Заметив замешательство мальчика,
Анджиевский внезапно переменил тон.
— Ну, что же ты задумался, парень? — сказал
он, хлопая Шуру по плечу.
— Я остаюсь, — выпалил тот.
Во время их разговора Кучкин стоял молча,
прислонившись к косяку двери. Хозяин будто бы и не замечал его. Но
уходя, Шура слышал, как из-за закрытой двери доносились два голоса:
глухой, виноватый — Кучкина, и звонкий, резкий — хозяина. Наиболее
явственны были слова «пьянство» и «выгоню».
Цирк Анджиевского оставался в Оренбурге
долго. И хотя молодому циркачу действительно приходилось трудно, тем
не менее он был счастлив. Ведь, кроме всякого рода «черного» труда —
от уборки манежа до чистки животных,— он еще помогал Кучкину во
время выступлений.
Они подружились, несмотря на разницу в возрасте.
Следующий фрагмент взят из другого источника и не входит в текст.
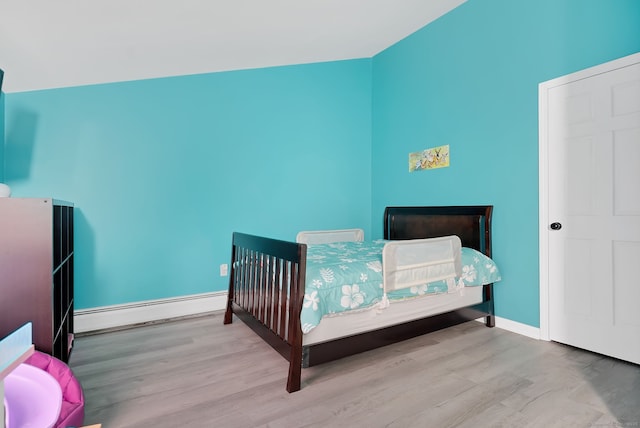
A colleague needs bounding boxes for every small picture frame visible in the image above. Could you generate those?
[409,144,450,172]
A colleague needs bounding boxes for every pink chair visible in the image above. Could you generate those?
[25,351,85,428]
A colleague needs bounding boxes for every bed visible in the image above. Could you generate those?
[223,205,498,392]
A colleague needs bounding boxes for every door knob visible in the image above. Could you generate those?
[550,222,562,230]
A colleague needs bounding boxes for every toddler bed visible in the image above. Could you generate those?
[224,205,499,392]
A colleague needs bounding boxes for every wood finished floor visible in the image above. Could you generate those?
[69,312,640,428]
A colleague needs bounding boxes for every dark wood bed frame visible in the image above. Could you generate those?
[224,205,495,392]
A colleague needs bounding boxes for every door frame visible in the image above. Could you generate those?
[538,51,640,341]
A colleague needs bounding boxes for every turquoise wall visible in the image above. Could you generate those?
[371,0,640,327]
[4,59,373,308]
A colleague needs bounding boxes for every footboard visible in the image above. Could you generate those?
[223,232,307,392]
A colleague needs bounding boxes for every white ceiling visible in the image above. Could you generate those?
[0,0,466,93]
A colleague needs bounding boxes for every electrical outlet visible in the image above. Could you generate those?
[220,264,228,277]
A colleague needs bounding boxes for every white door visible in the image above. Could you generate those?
[540,53,640,364]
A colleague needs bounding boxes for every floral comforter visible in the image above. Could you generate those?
[301,240,501,334]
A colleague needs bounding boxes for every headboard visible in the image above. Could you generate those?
[383,206,493,257]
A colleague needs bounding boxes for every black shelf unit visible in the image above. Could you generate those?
[0,198,75,362]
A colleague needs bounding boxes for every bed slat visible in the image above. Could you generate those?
[224,232,306,392]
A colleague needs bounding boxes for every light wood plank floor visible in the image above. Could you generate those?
[69,312,640,428]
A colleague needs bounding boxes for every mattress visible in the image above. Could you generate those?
[301,239,500,334]
[302,285,484,346]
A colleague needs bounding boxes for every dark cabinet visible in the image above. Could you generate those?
[0,198,74,362]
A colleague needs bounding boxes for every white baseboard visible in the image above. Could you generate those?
[477,316,541,340]
[74,291,228,334]
[75,293,542,341]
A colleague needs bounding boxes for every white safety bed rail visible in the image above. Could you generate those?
[296,228,364,244]
[383,235,462,293]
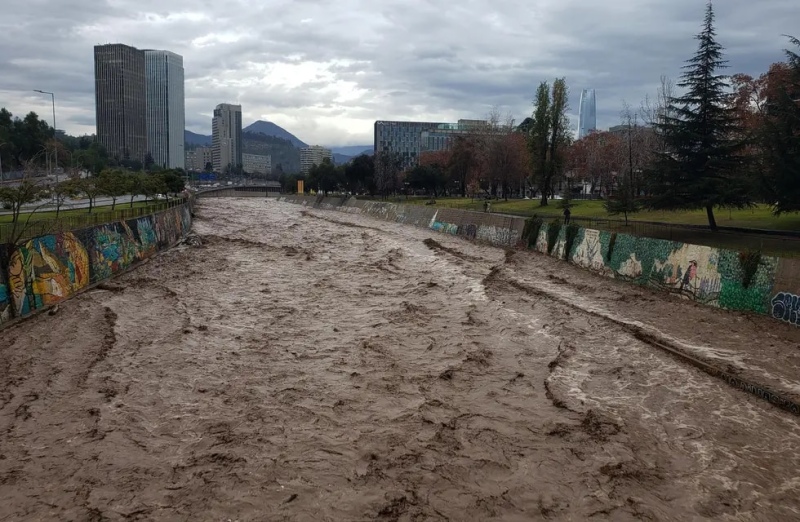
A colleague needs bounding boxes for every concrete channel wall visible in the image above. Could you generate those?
[0,202,193,327]
[278,194,800,327]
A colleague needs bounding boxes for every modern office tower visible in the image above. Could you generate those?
[211,103,242,173]
[299,146,332,174]
[144,50,185,169]
[374,119,497,170]
[94,44,147,162]
[578,89,597,140]
[242,153,272,175]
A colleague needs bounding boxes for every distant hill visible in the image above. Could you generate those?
[244,121,307,149]
[242,131,301,174]
[330,145,373,157]
[332,153,352,165]
[185,130,212,147]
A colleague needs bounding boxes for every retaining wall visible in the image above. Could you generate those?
[277,194,800,326]
[0,203,192,326]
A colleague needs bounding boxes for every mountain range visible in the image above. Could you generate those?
[184,121,372,167]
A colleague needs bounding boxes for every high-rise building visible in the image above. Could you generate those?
[300,146,332,174]
[94,44,147,162]
[185,146,213,171]
[211,103,242,173]
[578,89,597,140]
[144,50,185,169]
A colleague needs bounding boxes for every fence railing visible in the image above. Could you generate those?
[0,198,188,244]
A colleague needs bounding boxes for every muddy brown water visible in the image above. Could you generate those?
[2,197,800,521]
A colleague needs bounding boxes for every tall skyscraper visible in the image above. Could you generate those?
[94,44,147,162]
[578,89,597,140]
[144,50,185,169]
[211,103,242,173]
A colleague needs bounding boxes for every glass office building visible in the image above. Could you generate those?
[578,89,597,140]
[145,50,185,169]
[374,119,493,169]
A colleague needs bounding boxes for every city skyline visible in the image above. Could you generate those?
[2,1,796,146]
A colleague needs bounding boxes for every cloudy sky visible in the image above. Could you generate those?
[0,0,796,147]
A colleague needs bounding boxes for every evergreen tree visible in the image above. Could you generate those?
[761,37,800,214]
[646,2,750,230]
[604,176,640,225]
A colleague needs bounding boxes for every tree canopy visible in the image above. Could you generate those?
[646,2,750,230]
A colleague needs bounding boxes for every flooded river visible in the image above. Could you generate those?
[2,197,800,520]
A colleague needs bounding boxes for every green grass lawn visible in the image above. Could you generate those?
[395,196,800,232]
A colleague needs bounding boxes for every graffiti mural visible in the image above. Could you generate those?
[0,271,10,323]
[771,293,800,326]
[280,195,800,326]
[649,243,722,305]
[0,204,192,326]
[7,232,90,317]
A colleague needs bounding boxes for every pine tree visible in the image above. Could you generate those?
[646,2,750,230]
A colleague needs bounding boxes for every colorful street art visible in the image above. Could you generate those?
[0,204,191,326]
[278,195,800,327]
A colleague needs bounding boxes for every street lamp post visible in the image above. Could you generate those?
[33,89,57,184]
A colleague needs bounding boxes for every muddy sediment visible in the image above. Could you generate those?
[1,198,800,520]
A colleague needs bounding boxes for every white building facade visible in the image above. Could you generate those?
[242,153,272,175]
[144,50,185,169]
[300,145,332,174]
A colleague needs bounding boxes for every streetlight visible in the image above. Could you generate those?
[33,89,57,184]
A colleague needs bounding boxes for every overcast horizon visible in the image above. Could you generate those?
[1,0,796,147]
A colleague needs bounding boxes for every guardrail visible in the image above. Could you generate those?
[0,198,188,244]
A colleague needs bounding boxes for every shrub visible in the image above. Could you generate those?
[738,249,762,289]
[547,220,561,255]
[606,232,617,261]
[564,223,580,261]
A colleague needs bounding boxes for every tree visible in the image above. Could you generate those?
[141,173,167,202]
[96,169,130,210]
[447,136,474,198]
[760,37,800,214]
[306,158,343,196]
[144,152,155,171]
[406,164,446,197]
[161,170,185,196]
[344,153,375,194]
[50,178,80,218]
[204,161,213,172]
[604,176,641,225]
[78,176,103,213]
[646,2,750,230]
[374,151,402,198]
Шура рассказал
своему «крестному отцу» все: и про Сандова, и про Клима Ивановича, и
про зверскую стальную полосу Петрова. Не утаил и историю с поездкой
на учебу в депо. Кучкин очень привязался к мальчику, учил его разным
премудростям цирковых силачей. Особенно старательно тренировал он
своего молодого помощника в балансировании тяжелыми предметами. В то
время успехом пользовался такой номер: на глазах публики заливался
горячей водой и засыпался горящим углем огромный самовар. Когда
из-под крышки начинал валить пар, силач жонглер водружал его на лоб
и таким образом разгуливал по манежу. Номер требовал сочетания силы,
ловкости и смелости. Самому Кучкину он был уже непосилен — запои все
больше выбивали его из колеи. Он стал репетировать «баланс с
самоваром» с Шурой.
За собой же Кучкин сохранил другой номер,
менее эффектный, но безопасный и, главное, близкий сердцам
крестьянских зрителей: он ломал подковы. По десятку за вечер. Ломал
на пари по две подковы, сложенные вместе. Словом, это был Король
подков.
Однажды, когда дела цирка шли из рук вон
плохо и сборы сильно упали, Анджиевский приказал расклеить по городу
новые афиши. В них сообщалось, что он лично вручит кошелек с золотом
тому, кто принесет в цирк подкову, которую знаменитый силач Кучкин
сломать не сможет. Такие же афиши были разосланы по близлежащим
деревням.
И началось столпотворение. За сто верст
приезжали знаменитые кузнецы, чтобы попытать счастье, увезти золотой
кошелек.
Сборы стали полными, настроение в труппе
улучшилось. Но тут Михаил Кучкин запил. Да так, что еле-еле вышел на
вечернее выступление.
Перед выходом хозяин свистящим шепотом
объявил силачу свою волю: или он сегодня сломает положенное
количество подков, или завтра получит расчет.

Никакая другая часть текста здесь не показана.